В а с и л и й И в а н о в и ч. Признаю. Что тут скажешь, папаша, от всего сердца признаю. (Уходит, посмеиваясь, в глубь двора, захватив топор и доски.)


Костя насвистывает.


С а б у н о в (осматривает колодец). Нет, солдат приятный. И, если втолковать, соображает.

К о с т я. Папаша?

С а б у н о в. Аиньки?

К о с т я. А ведь Мукден-то вы не взяли. Цусима-то позором была, а Порт-Артур вы отдали. Вот вам — царская ваша армия.

С а б у н о в. Отвяжись, не царский я! Я — русский. Я за Цусиму, может, по сей день душою болею. Я и теперь за все болею. Мне бы годы твои! Я бы фашистов ни за что не пустил! А ты песенки насвистываешь, радуешься невесть чему…
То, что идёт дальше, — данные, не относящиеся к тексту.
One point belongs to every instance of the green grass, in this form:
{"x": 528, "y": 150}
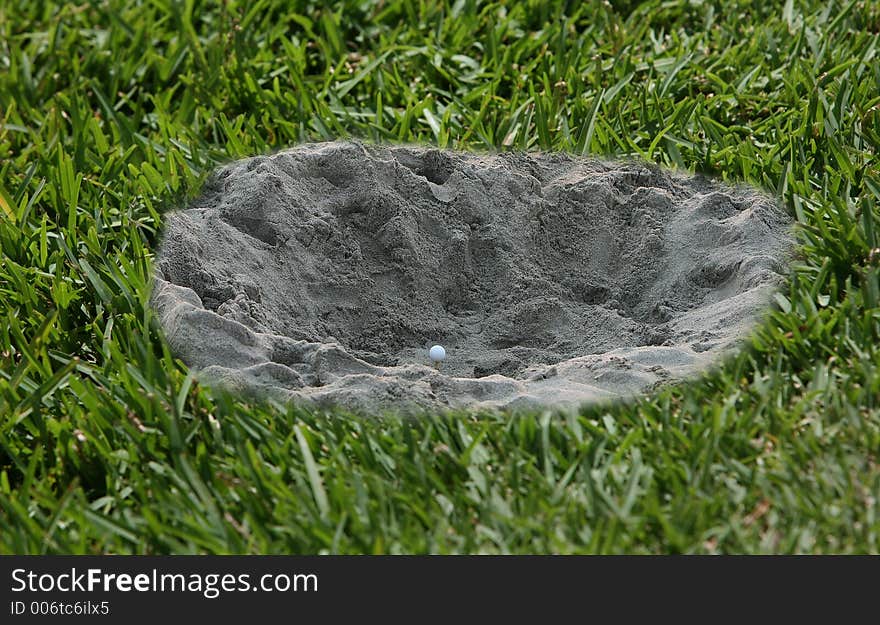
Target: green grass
{"x": 113, "y": 112}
К о с т я. Не радуюсь, но и не плачу. Война не кончена. И разговор этот я прекращаю.

С а б у н о в. Что?

К о с т я. Прекращаю. Тут до шуточек я не охотник. Ни себе не позволю, ни вам.

С а б у н о в. Что?

К о с т я. То. (Уходит, тяжело опираясь на костыль.)

С а б у н о в. А-а! Он до шуточек не охотник. Разговор прекращает! Не позволит!

Е л и з а в е т а (в дверях). Так вам и надо. Сами пожелали слушать ихние грубости.

С а б у н о в. Да я из него бишбармак сделаю, щенок.

Е л и з а в е т а. Ведь просила вас не водиться с этими Любиными жильцами. И без того слухи.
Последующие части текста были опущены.